We will look at a section of Philadelphia, Pennsylvania, USA in September of 2020, so we will set the bounding box, start_date and end_date accordingly.

import datetime

bbox = [-75.207767, 39.934486, -75.155411, 39.970806]
start_date = datetime.datetime(2020, 9, 29)
end_date = start_date + datetime.timedelta(days=7)

We can now pull the image data using Boson. For retrieving raster data,
we use the Dataset's geodesic.boson.dataset.Dataset.get_pixels method.
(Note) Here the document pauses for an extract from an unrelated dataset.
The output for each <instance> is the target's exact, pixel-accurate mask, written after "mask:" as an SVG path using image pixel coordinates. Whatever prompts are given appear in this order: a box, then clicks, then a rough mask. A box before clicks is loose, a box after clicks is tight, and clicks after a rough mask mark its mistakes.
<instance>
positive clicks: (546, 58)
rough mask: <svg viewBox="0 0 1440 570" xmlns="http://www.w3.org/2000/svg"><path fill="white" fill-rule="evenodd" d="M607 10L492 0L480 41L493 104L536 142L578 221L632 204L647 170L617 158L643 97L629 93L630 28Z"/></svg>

boson_output = ds.get_pixels(
bbox=bbox,
datetime=(start_date, end_date),
bbox_crs="EPSG:4326",
output_crs='EPSG:3857',
asset_bands=asset_bands,
pixel_size=pixsize,
)

The resulting raster is a numpy array with shape of 3-bands by x-pixels by y-pixels. The first dimension represents the three color bands.
We need to move them to the last dimension in order to display the image. We also need to normalize the pixel values to range between 0 and 1.

import numpy as np
import matplotlib.pyplot as plt

def prep_image(boson_output):
'''
This function accepts the numpy array from our boson request,
and outputs a numpy array that can be displayed as an RGB image.
Specifically, it moves the bands dimension from the first dimension
to the last dimension, and normalizes the data to be between 0 and 1.
'''

rgb_data = np.transpose(boson_output, (1, 2, 0))
rgb_data = (rgb_data - np.min(rgb_data)) / (np.max(rgb_data) - np.min(rgb_data))

return rgb_data

rgb_image = prep_image(boson_output)
plt.imshow(rgb_image)
plt.show()


Image

This image has some scattered clouds. Let's grab some more images and make a composite to remove the clouds. We will grab images for 3 weeks, starting on 9/5/2020,
and make a composite image by taking the median of the three images.
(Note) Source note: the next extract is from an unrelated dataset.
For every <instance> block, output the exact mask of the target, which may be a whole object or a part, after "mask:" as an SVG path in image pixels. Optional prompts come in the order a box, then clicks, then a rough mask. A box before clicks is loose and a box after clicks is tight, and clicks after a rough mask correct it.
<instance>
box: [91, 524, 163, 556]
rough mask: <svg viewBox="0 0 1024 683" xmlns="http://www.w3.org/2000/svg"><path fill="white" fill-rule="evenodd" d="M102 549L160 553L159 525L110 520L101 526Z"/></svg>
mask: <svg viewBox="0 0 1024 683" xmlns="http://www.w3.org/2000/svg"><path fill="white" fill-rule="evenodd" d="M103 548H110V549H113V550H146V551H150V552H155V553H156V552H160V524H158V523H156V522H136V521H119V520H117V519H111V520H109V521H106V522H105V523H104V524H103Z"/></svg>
start_date_list = [datetime.datetime(2020, 9, 5) + datetime.timedelta(days=7 * time_step) for time_step in range(3)]

rgb_images = []

for start_date in start_date_list:

end_date = start_date + datetime.timedelta(days=7)
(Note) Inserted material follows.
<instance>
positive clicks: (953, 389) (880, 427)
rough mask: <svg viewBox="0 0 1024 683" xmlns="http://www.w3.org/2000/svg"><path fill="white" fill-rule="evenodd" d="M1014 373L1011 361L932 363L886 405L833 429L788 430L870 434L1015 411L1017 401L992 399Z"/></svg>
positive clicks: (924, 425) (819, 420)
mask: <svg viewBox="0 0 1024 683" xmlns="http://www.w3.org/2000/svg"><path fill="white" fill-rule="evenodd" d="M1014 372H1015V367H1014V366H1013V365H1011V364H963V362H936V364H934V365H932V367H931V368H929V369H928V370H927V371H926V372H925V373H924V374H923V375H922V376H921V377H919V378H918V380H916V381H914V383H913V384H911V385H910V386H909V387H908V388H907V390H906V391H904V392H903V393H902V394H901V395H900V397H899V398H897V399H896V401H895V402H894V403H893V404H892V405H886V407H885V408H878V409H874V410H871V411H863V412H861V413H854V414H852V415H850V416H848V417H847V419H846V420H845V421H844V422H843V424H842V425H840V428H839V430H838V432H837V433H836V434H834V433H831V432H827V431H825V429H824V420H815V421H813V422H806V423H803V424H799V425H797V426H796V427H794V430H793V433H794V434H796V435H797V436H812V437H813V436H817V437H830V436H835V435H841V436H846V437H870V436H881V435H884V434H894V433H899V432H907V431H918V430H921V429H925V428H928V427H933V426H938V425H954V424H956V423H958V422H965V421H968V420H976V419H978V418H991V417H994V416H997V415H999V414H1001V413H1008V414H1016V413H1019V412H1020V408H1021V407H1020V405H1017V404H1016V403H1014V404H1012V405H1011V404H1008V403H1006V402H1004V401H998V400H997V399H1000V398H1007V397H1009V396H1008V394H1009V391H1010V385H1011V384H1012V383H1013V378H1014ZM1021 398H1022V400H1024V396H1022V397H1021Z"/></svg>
boson_output = ds.get_pixels(bbox=bbox,
datetime=[start_date, end_date],
content_type='raw',
bbox_crs='EPSG:4326',
output_crs='EPSG:3857',
asset_bands=asset_bands,
pixel_size=pixsize)

rgb_image = prep_image(boson_output)
rgb_images.append(rgb_image)

start_date = end_date


composite_image = np.median(rgb_images, axis=0)
plt.imshow(composite_image)
plt.show()

Image

In this cloudless image, you can see the Schuylkill River dividing West Philadelphia from Center City. The large white rectangle to the east is the Pennsylvania Convention Center.